Another aspect of this is how do you identify these patients? I just gave you the clinical criteria, but when do we look at LDLs? At what age do we look? There are 2 different types of screening. There’s targeted screening, there’s universal screening. In the case of LDL, there are a few different times in life where we should do targeted screening. First is birth to 2 years old, and that would be for a child of parents who both have heterozygous FH or very elevated cholesterol. Those kids should be screened between birth and 2 years old. Unfortunately, that’s not happening that frequently.
Then there are a couple of times in the 8-year and up to 16-year range where there are other opportunities to do targeted screening, and that would be done in individuals who have other high-risk features, hypertension, diabetes, such things. If you have a very high-risk patient, you’d want to do a targeted screening at a young age. For universal screening, meaning everybody should have universal screening, everybody has screening at this point, it’s between the age of 9 and 11. Every child between 9 and 11 should have a lipid profile. Unfortunately, that doesn’t happen often enough.

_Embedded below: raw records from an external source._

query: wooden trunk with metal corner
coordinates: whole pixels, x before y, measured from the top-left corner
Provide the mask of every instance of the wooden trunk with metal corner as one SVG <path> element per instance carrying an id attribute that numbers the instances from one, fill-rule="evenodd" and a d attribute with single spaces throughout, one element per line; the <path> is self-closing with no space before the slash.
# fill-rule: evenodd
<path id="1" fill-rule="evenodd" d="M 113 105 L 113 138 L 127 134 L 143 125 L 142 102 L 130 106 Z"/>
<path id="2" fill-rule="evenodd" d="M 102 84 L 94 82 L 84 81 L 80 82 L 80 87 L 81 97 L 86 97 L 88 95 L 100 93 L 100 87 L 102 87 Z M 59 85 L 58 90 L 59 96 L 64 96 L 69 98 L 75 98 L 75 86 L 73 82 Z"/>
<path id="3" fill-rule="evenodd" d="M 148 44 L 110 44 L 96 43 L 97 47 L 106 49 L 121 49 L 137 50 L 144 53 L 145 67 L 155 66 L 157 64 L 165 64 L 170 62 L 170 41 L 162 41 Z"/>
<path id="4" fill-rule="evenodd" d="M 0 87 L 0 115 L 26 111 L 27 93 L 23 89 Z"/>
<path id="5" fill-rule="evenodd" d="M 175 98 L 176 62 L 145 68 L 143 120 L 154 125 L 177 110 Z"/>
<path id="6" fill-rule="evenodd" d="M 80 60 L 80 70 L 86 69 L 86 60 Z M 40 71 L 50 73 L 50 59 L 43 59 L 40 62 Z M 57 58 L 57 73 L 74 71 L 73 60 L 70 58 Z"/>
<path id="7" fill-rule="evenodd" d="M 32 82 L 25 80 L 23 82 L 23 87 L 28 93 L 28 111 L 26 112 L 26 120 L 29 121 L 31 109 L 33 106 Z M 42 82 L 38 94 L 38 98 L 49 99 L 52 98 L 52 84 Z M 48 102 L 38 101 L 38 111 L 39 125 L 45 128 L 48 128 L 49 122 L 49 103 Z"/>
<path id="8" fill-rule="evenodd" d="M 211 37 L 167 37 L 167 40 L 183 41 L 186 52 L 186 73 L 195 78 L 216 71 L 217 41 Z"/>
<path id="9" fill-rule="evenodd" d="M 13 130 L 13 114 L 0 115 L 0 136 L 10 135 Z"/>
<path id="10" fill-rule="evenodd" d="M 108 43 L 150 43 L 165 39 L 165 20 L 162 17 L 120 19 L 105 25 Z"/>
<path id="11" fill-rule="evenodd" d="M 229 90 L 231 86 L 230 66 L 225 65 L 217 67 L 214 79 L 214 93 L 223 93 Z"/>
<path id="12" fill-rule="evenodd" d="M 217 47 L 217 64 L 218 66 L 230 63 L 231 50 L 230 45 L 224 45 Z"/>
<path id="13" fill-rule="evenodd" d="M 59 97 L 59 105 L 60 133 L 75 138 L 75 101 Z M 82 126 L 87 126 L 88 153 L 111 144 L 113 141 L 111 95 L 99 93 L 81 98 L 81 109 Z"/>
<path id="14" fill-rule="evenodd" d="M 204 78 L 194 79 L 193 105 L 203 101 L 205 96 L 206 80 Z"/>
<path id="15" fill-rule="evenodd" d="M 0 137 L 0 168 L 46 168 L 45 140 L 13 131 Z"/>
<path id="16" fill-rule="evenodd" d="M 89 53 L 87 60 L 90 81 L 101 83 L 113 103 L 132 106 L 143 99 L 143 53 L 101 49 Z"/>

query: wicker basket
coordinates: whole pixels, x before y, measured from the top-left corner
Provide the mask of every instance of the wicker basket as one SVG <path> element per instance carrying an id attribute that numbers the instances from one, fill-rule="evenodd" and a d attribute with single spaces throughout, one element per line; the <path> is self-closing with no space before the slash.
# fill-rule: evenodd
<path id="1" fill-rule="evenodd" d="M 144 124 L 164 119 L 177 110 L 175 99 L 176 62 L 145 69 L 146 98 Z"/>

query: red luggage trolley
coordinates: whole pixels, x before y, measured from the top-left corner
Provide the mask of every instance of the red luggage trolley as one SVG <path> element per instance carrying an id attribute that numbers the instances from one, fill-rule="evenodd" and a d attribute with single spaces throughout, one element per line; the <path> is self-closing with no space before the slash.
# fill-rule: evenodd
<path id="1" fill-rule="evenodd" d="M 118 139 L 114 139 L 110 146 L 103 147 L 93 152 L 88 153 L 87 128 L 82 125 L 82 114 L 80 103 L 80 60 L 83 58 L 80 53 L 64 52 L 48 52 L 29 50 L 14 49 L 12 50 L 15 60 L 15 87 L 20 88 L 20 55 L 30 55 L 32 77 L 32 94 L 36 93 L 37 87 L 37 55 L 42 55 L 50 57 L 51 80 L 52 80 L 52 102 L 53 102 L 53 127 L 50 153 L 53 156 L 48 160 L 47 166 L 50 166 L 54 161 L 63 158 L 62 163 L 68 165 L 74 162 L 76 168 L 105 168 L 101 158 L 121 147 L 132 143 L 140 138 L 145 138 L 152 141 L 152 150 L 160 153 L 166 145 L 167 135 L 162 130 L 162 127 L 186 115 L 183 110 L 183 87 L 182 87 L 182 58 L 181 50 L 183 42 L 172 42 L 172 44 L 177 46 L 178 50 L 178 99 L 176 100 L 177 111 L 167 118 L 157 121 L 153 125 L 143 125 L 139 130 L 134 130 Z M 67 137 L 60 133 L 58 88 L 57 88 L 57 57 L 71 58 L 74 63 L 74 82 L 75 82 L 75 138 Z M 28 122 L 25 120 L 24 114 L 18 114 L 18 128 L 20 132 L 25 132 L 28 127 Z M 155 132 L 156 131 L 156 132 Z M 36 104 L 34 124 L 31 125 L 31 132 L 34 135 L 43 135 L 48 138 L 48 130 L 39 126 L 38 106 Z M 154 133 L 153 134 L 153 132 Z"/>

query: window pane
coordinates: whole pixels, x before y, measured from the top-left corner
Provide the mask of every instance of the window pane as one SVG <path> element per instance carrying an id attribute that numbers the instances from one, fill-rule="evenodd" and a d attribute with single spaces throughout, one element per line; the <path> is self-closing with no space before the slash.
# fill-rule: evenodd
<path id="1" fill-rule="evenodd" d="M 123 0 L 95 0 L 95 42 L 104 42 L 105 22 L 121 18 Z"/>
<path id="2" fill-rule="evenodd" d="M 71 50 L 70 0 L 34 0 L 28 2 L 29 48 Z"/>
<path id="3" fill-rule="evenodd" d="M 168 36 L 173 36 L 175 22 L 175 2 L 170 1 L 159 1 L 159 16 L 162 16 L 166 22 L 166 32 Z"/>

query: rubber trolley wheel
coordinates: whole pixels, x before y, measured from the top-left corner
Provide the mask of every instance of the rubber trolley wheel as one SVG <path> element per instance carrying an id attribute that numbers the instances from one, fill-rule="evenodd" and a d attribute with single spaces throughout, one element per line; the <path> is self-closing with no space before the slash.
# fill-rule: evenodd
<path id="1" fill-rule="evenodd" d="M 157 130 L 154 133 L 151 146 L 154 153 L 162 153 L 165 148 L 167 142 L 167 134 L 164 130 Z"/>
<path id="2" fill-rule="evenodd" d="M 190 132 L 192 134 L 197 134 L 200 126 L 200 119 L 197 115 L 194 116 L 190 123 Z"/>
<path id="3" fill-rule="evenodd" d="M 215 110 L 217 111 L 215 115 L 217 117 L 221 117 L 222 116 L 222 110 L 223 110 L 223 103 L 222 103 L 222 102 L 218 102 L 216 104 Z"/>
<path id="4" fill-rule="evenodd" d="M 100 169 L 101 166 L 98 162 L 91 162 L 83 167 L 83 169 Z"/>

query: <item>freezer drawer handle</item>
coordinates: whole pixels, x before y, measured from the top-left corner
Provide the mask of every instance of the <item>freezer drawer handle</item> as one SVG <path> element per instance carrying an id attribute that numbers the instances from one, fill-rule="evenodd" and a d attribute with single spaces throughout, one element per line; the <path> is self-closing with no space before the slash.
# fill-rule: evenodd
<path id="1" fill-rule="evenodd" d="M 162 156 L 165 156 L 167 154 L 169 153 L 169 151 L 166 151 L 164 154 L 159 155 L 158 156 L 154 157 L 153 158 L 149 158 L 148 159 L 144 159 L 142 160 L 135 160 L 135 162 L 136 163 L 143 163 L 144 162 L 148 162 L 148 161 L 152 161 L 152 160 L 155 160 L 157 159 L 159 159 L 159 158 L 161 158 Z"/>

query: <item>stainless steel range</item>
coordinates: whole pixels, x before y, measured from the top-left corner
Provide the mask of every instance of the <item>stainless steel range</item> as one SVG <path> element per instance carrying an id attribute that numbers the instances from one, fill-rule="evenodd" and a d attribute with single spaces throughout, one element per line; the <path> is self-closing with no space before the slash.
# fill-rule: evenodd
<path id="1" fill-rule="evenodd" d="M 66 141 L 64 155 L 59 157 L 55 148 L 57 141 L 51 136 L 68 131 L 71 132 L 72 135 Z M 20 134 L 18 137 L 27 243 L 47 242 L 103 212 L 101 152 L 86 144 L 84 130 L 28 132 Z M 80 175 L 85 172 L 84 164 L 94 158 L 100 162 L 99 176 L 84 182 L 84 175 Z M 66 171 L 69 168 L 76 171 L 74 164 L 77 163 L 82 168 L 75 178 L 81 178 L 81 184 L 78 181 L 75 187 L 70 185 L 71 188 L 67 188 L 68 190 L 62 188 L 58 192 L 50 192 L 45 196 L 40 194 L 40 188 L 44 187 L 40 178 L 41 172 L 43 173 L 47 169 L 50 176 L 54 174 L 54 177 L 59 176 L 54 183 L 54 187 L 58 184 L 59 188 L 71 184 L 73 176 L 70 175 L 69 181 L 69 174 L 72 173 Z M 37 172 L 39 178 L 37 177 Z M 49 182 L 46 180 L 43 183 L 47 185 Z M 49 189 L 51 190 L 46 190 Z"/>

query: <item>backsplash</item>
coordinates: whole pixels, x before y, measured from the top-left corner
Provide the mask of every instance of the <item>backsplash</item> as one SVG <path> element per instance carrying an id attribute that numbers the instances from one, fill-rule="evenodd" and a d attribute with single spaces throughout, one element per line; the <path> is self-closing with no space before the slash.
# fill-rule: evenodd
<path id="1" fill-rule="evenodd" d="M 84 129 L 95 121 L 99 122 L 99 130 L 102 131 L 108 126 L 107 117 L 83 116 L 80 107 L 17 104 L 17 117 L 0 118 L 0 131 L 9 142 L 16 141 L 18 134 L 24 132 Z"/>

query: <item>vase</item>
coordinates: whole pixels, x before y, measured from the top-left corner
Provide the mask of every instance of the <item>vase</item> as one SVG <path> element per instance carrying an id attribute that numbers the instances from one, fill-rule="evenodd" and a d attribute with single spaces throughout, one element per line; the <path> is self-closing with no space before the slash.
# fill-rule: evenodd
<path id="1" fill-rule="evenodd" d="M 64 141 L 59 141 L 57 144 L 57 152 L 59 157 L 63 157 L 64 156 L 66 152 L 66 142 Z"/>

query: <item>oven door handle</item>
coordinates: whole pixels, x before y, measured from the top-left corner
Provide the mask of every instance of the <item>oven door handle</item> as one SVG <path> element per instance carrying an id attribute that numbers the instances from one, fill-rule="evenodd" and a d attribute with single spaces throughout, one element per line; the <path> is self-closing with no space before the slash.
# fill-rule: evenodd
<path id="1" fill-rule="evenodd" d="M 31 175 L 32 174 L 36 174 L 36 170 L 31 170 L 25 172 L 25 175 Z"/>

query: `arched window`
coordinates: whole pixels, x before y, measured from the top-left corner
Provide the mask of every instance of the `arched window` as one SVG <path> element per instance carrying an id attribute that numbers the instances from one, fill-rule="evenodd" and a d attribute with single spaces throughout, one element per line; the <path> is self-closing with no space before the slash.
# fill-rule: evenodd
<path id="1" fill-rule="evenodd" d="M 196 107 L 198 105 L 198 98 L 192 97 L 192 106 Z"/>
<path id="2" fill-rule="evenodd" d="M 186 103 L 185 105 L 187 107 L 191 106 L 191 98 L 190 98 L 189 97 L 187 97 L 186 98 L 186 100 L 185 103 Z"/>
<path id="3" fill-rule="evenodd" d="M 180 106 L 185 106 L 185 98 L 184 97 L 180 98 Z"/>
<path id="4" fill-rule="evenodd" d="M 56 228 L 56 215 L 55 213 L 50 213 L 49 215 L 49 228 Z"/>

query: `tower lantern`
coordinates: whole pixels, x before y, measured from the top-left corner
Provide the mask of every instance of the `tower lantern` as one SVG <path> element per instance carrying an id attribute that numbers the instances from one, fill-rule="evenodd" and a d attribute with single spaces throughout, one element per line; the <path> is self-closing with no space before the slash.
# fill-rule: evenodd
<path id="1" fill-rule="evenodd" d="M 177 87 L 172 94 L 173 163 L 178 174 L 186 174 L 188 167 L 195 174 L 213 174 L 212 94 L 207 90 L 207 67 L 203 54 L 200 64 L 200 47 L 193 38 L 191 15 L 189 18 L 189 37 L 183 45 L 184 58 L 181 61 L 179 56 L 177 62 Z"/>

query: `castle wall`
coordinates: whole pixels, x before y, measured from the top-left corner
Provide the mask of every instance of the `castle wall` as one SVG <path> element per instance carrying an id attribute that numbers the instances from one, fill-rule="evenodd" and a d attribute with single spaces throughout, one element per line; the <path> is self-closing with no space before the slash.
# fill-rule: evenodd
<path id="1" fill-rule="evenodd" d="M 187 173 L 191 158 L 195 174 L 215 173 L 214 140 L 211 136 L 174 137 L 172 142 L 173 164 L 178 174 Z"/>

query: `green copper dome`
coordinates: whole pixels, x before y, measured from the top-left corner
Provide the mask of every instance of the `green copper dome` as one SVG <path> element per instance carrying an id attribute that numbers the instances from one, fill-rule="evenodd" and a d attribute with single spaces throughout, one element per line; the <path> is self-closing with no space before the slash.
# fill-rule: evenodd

Then later on before the age of 20, there’s the opportunity to do another universal screen to again, make sure we’re not missing people who have FH. The risk, and we’ll get into that, is so high that you want to identify these individuals early on in life.
Question:
How prevalent is HoFH and what are the genetic factors that contribute to its development?
Seth J. Baum, MD:
In terms of prevalence, that number has shifted. We used to think HoFH occurred 1 in 1 million individuals. Now we understand that it’s much closer to 1 in 300,000, so much more prevalent than we previously thought. Heterozygous FH, which we used to think occurred at about 1 in 500, now we say between 1 and 200 and 1 in 225, somewhere in that range. Again, the genes that are most commonly involved in causing familial hypercholesterolemia, well, the first one is the LDL receptor, and then the other two are ApoB and PCSK9. Those are the genes that experience the mutations that are pathogenic, that lead to faulty LDL receptor functionality, basically. That’s the common denominator.